Oggi, le aziende sentono il timore che le persone non vogliono più frequentare i cosiddetti uffici. Noi abbiamo superato questo concetto parlando di workfield perché si lavora in tanti luoghi, non solo negli uffici. Tuttavia, c’è ancora tanto timore e non consapevolezza delle possibili soluzioni.

Quest’ultime nascono dedicando ai nostri collaboratori la stessa attenzione che dedichiamo ai nostri clienti. Per questo, prima, dicevo di prendere esempio anche da altri mondi. In seguito alla pandemia, si diceva che non avremmo più viaggiato. E, invece, è successo il contrario, perché viaggiare è un’esigenza umana.

E, ricollegandoci al mondo dei viaggi, possiamo citare la re-immaginazione degli spazi e delle esperienze degli hotel, che le hanno rese più significative e più autentiche.

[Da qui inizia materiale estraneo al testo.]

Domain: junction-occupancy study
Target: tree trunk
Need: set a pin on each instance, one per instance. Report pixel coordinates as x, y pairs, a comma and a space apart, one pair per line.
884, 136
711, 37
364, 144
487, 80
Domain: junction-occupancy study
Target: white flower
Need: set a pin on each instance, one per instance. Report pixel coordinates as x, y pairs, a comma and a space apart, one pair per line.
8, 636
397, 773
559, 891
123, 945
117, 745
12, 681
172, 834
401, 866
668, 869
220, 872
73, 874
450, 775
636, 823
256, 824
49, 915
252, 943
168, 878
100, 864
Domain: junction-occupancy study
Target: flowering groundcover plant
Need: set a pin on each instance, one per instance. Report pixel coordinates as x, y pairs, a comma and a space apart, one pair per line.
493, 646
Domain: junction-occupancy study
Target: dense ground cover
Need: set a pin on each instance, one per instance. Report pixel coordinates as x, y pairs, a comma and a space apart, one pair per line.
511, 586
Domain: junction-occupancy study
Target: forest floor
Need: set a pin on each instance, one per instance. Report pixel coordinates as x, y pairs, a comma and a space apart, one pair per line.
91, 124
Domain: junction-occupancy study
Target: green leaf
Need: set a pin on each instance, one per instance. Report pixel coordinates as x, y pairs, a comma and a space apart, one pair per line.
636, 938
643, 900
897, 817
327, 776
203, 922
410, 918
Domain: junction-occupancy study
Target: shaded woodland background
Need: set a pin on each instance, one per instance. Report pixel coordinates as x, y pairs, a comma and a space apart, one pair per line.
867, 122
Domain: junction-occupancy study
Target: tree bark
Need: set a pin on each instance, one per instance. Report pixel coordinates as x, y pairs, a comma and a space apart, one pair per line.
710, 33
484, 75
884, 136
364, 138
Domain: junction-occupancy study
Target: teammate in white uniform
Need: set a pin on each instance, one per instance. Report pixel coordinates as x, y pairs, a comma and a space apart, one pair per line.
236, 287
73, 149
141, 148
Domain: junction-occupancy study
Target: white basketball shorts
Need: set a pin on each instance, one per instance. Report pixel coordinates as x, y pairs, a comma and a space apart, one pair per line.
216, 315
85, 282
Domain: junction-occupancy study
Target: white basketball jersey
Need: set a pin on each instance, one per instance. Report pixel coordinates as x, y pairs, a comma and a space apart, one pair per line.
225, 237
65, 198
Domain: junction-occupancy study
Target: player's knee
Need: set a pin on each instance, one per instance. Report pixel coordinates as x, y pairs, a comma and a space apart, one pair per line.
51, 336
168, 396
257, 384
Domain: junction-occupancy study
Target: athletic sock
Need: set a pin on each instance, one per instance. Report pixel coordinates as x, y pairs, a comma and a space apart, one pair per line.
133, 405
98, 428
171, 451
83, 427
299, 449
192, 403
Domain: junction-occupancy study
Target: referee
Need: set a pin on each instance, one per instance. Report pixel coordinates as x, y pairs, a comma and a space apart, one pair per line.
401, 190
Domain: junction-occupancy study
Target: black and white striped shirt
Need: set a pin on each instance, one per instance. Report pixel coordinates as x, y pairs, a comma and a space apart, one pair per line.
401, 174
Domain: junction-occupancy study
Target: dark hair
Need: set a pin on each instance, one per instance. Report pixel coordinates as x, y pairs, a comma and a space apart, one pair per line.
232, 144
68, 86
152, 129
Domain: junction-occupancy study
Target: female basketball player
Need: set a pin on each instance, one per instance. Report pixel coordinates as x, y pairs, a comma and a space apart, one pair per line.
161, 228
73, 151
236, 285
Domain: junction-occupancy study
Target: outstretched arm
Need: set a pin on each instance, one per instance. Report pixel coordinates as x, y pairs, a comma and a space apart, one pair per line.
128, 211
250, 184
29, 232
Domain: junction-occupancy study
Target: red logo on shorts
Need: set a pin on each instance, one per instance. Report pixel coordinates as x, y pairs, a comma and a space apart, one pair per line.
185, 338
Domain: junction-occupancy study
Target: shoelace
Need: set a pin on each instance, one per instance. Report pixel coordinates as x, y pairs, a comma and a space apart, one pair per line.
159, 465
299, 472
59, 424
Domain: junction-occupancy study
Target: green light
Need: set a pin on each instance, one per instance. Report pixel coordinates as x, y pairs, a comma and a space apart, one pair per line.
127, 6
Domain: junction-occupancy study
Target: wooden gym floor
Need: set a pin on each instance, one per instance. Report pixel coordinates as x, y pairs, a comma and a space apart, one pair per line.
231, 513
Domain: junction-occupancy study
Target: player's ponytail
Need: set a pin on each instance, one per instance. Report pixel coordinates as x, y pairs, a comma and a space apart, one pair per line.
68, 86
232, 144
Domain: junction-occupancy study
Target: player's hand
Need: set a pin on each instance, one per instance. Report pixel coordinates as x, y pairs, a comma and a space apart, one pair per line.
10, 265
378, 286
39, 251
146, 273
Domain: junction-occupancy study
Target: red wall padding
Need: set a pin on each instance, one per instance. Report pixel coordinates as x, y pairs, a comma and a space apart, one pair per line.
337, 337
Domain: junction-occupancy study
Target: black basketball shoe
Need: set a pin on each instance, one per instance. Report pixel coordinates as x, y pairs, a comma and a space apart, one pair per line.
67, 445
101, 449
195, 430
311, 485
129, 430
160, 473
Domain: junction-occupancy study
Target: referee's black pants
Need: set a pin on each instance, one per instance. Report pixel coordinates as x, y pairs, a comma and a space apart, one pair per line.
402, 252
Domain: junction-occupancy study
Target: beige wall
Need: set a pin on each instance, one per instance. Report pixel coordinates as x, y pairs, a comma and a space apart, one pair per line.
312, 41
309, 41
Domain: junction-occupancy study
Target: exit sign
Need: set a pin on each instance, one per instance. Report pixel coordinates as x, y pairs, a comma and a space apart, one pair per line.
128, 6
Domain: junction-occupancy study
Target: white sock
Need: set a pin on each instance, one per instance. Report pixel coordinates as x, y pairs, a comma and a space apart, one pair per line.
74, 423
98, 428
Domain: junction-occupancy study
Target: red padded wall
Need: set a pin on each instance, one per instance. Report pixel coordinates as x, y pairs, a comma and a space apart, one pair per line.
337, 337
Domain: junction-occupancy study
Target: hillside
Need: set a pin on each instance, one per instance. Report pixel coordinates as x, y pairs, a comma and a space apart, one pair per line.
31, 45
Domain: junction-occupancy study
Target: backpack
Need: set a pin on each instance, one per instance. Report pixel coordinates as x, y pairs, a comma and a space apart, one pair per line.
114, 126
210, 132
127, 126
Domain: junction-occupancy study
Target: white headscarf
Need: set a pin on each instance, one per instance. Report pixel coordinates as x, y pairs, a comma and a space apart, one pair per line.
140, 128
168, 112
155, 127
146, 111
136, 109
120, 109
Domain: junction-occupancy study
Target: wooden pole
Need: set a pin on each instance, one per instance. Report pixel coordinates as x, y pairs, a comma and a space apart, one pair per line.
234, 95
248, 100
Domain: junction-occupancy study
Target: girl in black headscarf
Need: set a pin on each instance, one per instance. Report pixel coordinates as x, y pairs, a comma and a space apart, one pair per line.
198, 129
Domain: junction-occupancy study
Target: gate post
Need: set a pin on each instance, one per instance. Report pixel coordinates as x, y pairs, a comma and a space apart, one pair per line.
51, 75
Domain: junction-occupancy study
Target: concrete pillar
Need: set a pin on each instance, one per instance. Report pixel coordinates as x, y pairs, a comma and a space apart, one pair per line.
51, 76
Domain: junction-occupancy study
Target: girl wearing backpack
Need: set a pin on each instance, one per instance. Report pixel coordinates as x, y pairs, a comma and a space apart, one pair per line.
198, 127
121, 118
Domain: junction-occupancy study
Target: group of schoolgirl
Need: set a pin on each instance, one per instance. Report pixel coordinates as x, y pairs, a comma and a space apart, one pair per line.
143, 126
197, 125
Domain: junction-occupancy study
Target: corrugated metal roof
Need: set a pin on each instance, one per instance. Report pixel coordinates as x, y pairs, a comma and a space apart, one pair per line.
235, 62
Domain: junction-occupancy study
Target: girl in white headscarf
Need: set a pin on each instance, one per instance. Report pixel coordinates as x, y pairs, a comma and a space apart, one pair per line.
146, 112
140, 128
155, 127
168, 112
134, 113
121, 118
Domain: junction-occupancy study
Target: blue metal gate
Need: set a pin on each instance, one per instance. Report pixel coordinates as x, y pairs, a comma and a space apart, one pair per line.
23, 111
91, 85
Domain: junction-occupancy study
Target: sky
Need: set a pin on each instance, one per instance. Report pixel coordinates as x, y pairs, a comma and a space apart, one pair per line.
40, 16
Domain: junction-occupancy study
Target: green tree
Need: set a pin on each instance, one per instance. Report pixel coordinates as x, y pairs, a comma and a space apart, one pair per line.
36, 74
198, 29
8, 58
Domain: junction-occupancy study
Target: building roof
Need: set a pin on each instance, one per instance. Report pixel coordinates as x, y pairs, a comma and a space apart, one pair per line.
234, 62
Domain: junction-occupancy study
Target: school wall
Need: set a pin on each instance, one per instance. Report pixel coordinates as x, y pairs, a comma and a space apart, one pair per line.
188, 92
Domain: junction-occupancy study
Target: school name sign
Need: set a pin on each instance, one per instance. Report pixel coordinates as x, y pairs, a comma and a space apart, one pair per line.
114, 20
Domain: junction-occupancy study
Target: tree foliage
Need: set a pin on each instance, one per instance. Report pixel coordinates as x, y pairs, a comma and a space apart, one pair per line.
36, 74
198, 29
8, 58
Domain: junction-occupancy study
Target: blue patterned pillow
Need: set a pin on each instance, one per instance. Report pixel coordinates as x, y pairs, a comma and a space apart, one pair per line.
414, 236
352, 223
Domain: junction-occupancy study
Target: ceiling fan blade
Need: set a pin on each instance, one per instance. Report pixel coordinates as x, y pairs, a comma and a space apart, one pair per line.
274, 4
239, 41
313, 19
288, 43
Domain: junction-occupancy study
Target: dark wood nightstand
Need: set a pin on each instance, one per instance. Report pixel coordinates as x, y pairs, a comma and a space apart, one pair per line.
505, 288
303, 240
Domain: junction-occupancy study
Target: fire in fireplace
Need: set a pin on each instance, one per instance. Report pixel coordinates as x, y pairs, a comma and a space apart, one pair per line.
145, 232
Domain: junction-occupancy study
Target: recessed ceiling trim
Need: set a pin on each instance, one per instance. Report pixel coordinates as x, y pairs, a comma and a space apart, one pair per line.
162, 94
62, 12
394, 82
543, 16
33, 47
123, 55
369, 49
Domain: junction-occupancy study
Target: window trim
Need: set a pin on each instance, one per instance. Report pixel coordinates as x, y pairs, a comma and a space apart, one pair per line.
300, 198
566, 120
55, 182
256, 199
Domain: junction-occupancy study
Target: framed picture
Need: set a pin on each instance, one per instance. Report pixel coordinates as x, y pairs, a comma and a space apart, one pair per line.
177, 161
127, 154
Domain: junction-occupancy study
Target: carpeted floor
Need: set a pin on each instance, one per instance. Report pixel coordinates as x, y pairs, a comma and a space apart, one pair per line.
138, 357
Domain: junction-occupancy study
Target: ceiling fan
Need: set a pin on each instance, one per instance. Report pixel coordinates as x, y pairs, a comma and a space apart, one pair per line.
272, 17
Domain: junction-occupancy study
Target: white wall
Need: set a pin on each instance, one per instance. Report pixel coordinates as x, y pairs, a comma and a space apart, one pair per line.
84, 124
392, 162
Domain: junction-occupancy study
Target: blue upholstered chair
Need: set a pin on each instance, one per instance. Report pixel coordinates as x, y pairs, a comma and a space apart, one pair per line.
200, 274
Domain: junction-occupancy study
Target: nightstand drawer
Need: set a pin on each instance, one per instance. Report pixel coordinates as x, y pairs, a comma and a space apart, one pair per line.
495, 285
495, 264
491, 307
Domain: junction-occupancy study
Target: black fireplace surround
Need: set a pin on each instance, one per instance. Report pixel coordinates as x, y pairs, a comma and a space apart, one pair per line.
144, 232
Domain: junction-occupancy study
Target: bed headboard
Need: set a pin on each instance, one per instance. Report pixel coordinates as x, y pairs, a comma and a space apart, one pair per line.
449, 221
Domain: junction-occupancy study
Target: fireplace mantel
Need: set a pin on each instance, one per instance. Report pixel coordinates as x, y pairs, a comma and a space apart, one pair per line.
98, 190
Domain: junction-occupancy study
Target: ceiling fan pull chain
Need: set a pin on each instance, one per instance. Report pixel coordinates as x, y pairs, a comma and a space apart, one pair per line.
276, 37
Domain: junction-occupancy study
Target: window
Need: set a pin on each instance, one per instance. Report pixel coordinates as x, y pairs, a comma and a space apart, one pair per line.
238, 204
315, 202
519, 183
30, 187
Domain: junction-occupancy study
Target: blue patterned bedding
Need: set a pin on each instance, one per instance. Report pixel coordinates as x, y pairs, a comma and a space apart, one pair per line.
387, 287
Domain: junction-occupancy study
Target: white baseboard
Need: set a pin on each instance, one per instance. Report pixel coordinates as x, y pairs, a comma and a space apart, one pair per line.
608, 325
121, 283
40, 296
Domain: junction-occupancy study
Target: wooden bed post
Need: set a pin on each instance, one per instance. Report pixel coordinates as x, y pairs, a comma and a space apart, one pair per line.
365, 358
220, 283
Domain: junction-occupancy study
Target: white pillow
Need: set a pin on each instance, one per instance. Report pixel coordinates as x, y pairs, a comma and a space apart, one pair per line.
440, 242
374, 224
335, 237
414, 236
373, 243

Una delle tendenze che abbiamo riscontrato è che non ha più senso il ristorante ad uso esclusivo delle persone che pernottano nell’hotel, ma è molto più vantaggioso, per i clienti stessi e per la città, aprirlo a tutti.

Questi stimoli provenienti da mondi diversi permettono appunti di re-immaginare quello che deve avvenire perché un’esperienza lavorativa sia significativa. Tutti noi ricordiamo un capo o un professore che ci ha insegnato qualcosa perché aveva gusto, passione e capacità di coinvolgerci. Mi piacerebbe capire se questa esigenza è sentita anche dagli altri e che riflessioni stanno facendo le aziende su questi temi, per capire se sono in risonanza con le nostre, oppure cosa possiamo imparare da questo confronto.